Bitwise AND of all status flags

SELECT bit_and(flags) FROM events;

bit_and
4

Bitwise AND of status flags by category

SELECT category, bit_and(status_flags) FROM items;

category	bit_and
A	1
B	0
C	5

bit_or

bit_or(value) returns the bitwise OR of all non-NULL values in an integer column.

Parameters

value is a byte, short, int, or long column.

Return value

Return value type matches the type of the argument.

Examples

Bitwise OR of all permissions

SELECT bit_or(permissions) FROM users;

bit_or
15

Bitwise OR of permissions by role

SELECT role, bit_or(permissions) FROM users;

role	bit_or
admin	255
editor	31
viewer	1

bit_xor

bit_xor(value) returns the bitwise XOR of all non-NULL values in an integer column.

Parameters

value is a byte, short, int, or long column.

Return value

Return value type matches the type of the argument.

Examples

Bitwise XOR of all checksums

SELECT bit_xor(checksum) FROM data;

bit_xor
42

Bitwise XOR by partition

SELECT partition_id, bit_xor(value) FROM records;

partition_id	bit_xor
1	170
2	85

bool_and

bool_and(value) returns true if all non-NULL values in the group are true, otherwise returns false. This function is useful for checking if a condition holds across all rows in a group.

Parameters

value is a boolean column or expression.

Return value

Return value type is boolean.

Examples

Check if all orders are fulfilled

SELECT bool_and(is_fulfilled) FROM orders;

bool_and
false

Check if all items passed QA by batch

SELECT batch_id, bool_and(passed_qa) FROM items;

batch_id	bool_and
1	true
2	false
3	true

Check if all prices are above threshold

SELECT symbol, bool_and(price > 100) FROM trades;

symbol	bool_and
BTC-USD	true
ETH-USD	false

bool_or

bool_or(value) returns true if any non-NULL value in the group is true, otherwise returns false. This function is useful for checking if a condition holds for at least one row in a group.

Parameters

value is a boolean column or expression.

Return value

Return value type is boolean.

Examples

Check if any order has errors

SELECT bool_or(has_error) FROM orders;

bool_or
true

Check if any item failed QA by batch

SELECT batch_id, bool_or(failed_qa) FROM items;

batch_id	bool_or
1	false
2	true
3	false

Check if any trade exceeded volume threshold

SELECT symbol, bool_or(volume > 1000000) FROM trades;

symbol	bool_or
BTC-USD	true
ETH-USD	true

corr

corr(arg0, arg1) is a function that measures how closely two sets of numbers move in the same direction. It does this by comparing how much each number in each set differs from the average of its set. This calculation is based on Welford's Algorithm.

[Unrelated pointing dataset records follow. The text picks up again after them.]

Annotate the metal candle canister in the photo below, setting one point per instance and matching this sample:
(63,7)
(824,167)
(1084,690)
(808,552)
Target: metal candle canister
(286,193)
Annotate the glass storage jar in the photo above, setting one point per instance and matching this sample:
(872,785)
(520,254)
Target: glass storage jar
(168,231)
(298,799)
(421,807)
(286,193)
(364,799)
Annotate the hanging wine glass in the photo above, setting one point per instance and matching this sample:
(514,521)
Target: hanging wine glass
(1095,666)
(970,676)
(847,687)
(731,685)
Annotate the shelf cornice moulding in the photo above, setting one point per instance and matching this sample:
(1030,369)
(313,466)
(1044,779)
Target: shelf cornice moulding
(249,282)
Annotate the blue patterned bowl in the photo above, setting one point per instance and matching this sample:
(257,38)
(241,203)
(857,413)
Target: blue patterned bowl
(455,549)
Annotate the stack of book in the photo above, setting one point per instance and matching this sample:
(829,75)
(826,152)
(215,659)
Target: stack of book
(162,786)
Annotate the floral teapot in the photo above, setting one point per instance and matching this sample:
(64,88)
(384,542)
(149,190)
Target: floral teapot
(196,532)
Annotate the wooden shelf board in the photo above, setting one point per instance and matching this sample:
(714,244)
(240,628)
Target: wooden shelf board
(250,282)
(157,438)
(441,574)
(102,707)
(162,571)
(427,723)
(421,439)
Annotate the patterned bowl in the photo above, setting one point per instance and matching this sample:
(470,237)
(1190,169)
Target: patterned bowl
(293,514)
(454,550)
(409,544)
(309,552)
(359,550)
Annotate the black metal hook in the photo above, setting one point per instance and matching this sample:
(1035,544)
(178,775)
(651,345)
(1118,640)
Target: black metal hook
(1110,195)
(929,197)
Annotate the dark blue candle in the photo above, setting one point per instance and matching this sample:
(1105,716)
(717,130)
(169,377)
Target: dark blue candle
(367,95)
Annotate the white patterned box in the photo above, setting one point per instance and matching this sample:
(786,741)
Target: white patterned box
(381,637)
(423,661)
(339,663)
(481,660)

If the numbers in both sets tend to be above or below their average values at the same time, the function will return a value close to 1.
If one set of numbers tends to be above its average value when the other set is below its average, the function will return a value close to -1.
If there's no clear pattern, the function will return a value close to 0.

Parameters

arg0 is any numeric value representing the first variable
arg1 is any numeric value representing the second variable

Return value

Return value type is double.

Examples

Correlation between price and quantityDemo this query

SELECT corr(price, quantity) FROM fx_trades
WHERE timestamp IN '$today';

corr
0.0070

Correlation between price and quantity by symbolDemo this query
SELECT symbol, corr(price, quantity) FROM fx_trades
WHERE timestamp IN '$today'
LIMIT 5;

symbol	corr
USDCAD	0.0019
NZDUSD	0.0065
EURUSD	-0.0001
EURCHF	0.0170
USDZAR	0.0085

count

count() or count(*) - counts the number of rows irrespective of underlying data.
count(column_name) - counts the number of non-NULL values in a given column.
count(distinct column_name) - counts the number of distinct non-NULL values in a given column. This is identical to count_distinct(column_name).

Parameters

count() does not require arguments.
count(column_name) - supports the following data types:
- double
- float
- integer
- character
- short
- byte
- timestamp
- date
- long
- long256
- geohash
- varchar
- string
- symbol

Return value

Return value type is long.

Examples

Count of rows in the fx_trades table:

Count all rowsDemo this query

SELECT count() FROM fx_trades
WHERE timestamp IN '$today';

Count of rows aggregated by symbol:

Count by symbolDemo this query
SELECT symbol, count() FROM fx_trades
WHERE timestamp IN '$today'
LIMIT 5;

Count non-NULL values in a specific column:

Count non-NULL pricesDemo this query
SELECT symbol, count(price) FROM fx_trades
WHERE timestamp IN '$today'
LIMIT 5;

Count distinct values using standard SQL syntax (identical to count_distinct):

Count distinct ECNs per symbolDemo this query
SELECT symbol, count(distinct ecn) FROM fx_trades
WHERE timestamp IN '$today'
LIMIT 5;

note

NULL values are aggregated with count(), but not with count(column_name) or count(distinct column_name).

count_distinct

count_distinct(column_name) - counts distinct non-NULL values in varchar, symbol, long256, UUID, IPv4, long, int or string columns.

tip

count_distinct is available for backwards compatibility. We recommend using the standard SQL syntax count(distinct column_name) instead.

Return value

Return value type is long.

Examples

Count of distinct sides (buy/sell):

Count distinct sidesDemo this query

SELECT count_distinct(side) FROM fx_trades
WHERE timestamp IN '$today';

count_distinct
2

Count of distinct ECNs per symbol:

Count distinct ECNs by symbolDemo this query
SELECT symbol, count_distinct(ecn) FROM fx_trades
WHERE timestamp IN '$today'
LIMIT 5;

covar_pop

covar_pop(arg0, arg1) is a function that measures how much two sets of numbers change together. It does this by looking at how much each number in each set differs from the average of its set. It multiplies these differences together, adds them all up, and then divides by the total number of pairs. This gives a measure of the overall trend.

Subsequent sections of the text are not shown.